Tests do not slow the AI down. They are the reason you can let it run fast at all.

The test is the leash and the goal at the same time. Without one, you are not going faster. You are just generating unverified code more quickly, and calling the part where it breaks in production “later.”

TDD pays for itself with humans. With agents, it is closer to required.

How to use AI to refactor passing tests

This is my favorite move, and it is the cleanest payoff of the whole idea.

Get the tests green.

A green test suite is a contract. It says: this is what the system does, and here is proof. As long as those tests stay green, behavior has not changed. That is the definition of refactoring. Change the shape, keep the behavior.

Which means a green suite is exactly the safety net an agent needs to be let loose.

The workflow is simple.

  1. Write the tests. Make them pass, even with ugly code.
  2. Hand the agent the ugly code and the green suite.
  3. Ask it to refactor: simplify, rename, split, deduplicate. Anything it wants.
  4. The rule is the tests stay green. If a test goes red, the refactor is wrong, not the test.
function total(items) {
  return items
    .filter((item) => item.active)
    .reduce((sum, item) => sum + item.price * item.qty, 0);
}

Where it starts: index math, null paranoia, a temp for every step.

Now the thing you feared about AI becomes the thing you want from it.

Aggressive, large-scale rewrites are dangerous by hand because you cannot hold the whole system in your head. The agent cannot either. But the test suite can. It does not need to understand the code. It only needs to notice when the behavior moved.

So you point the model at a thousand lines of mess and say: make this better, do not change what it does.

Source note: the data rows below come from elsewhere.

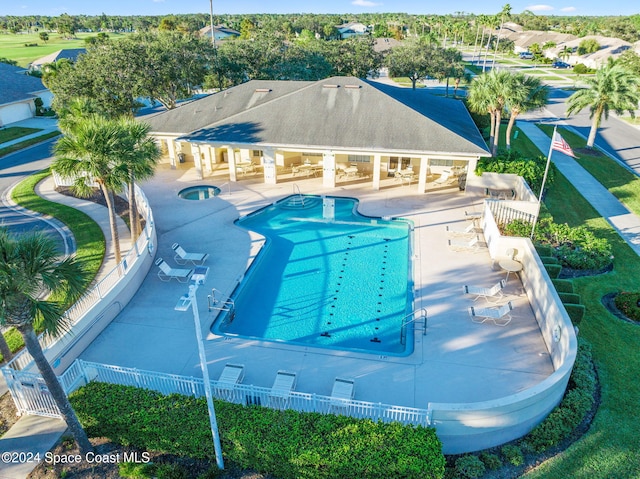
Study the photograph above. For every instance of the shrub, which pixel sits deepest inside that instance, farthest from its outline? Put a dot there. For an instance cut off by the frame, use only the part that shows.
(286, 444)
(470, 466)
(627, 303)
(575, 312)
(491, 461)
(531, 169)
(512, 454)
(553, 270)
(577, 402)
(563, 285)
(569, 298)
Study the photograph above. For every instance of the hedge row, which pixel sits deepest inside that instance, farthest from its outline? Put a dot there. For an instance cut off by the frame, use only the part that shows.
(285, 444)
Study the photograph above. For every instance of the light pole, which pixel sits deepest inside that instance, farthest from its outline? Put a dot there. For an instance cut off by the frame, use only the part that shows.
(185, 301)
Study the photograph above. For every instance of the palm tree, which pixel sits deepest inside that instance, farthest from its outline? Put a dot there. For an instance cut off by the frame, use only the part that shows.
(139, 156)
(92, 149)
(612, 88)
(528, 93)
(30, 269)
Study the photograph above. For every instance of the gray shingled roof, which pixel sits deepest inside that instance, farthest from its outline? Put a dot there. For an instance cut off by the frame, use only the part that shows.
(15, 85)
(338, 112)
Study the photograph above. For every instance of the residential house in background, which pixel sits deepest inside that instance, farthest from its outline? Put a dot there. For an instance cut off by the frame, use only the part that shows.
(220, 32)
(18, 92)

The tests tell you, in seconds, whether it kept its promise.

That is the loop XP was reaching for in 1999, with a faster pair partner than Beck could have imagined.

Tests pin the behavior. The agent reshapes the code. The curve stays flat.

The old book was about now

Extreme Programming reads like a period piece. The vocabulary is dated. Some of the rituals feel quaint.

But strip the rituals and what is left is one idea.

Keep change cheap, and you can keep deciding late, keep responding, keep shipping without fear.

That idea did not need an update.

It needed a faster teammate to make it urgent.

We got one.

So embrace change. Just keep paying the small, boring price that keeps change cheap. Tests first. Thin slices. Names that mean something. A green suite you trust.

The book told us how to do that twenty-five years ago.

We just finally have a reason to listen.

Footnotes

  1. Kent Beck, Extreme Programming Explained: Embrace Change.

  2. The exponential cost-of-change curve is usually traced to Barry Boehm’s work on software economics. XP’s whole argument is a challenge to it.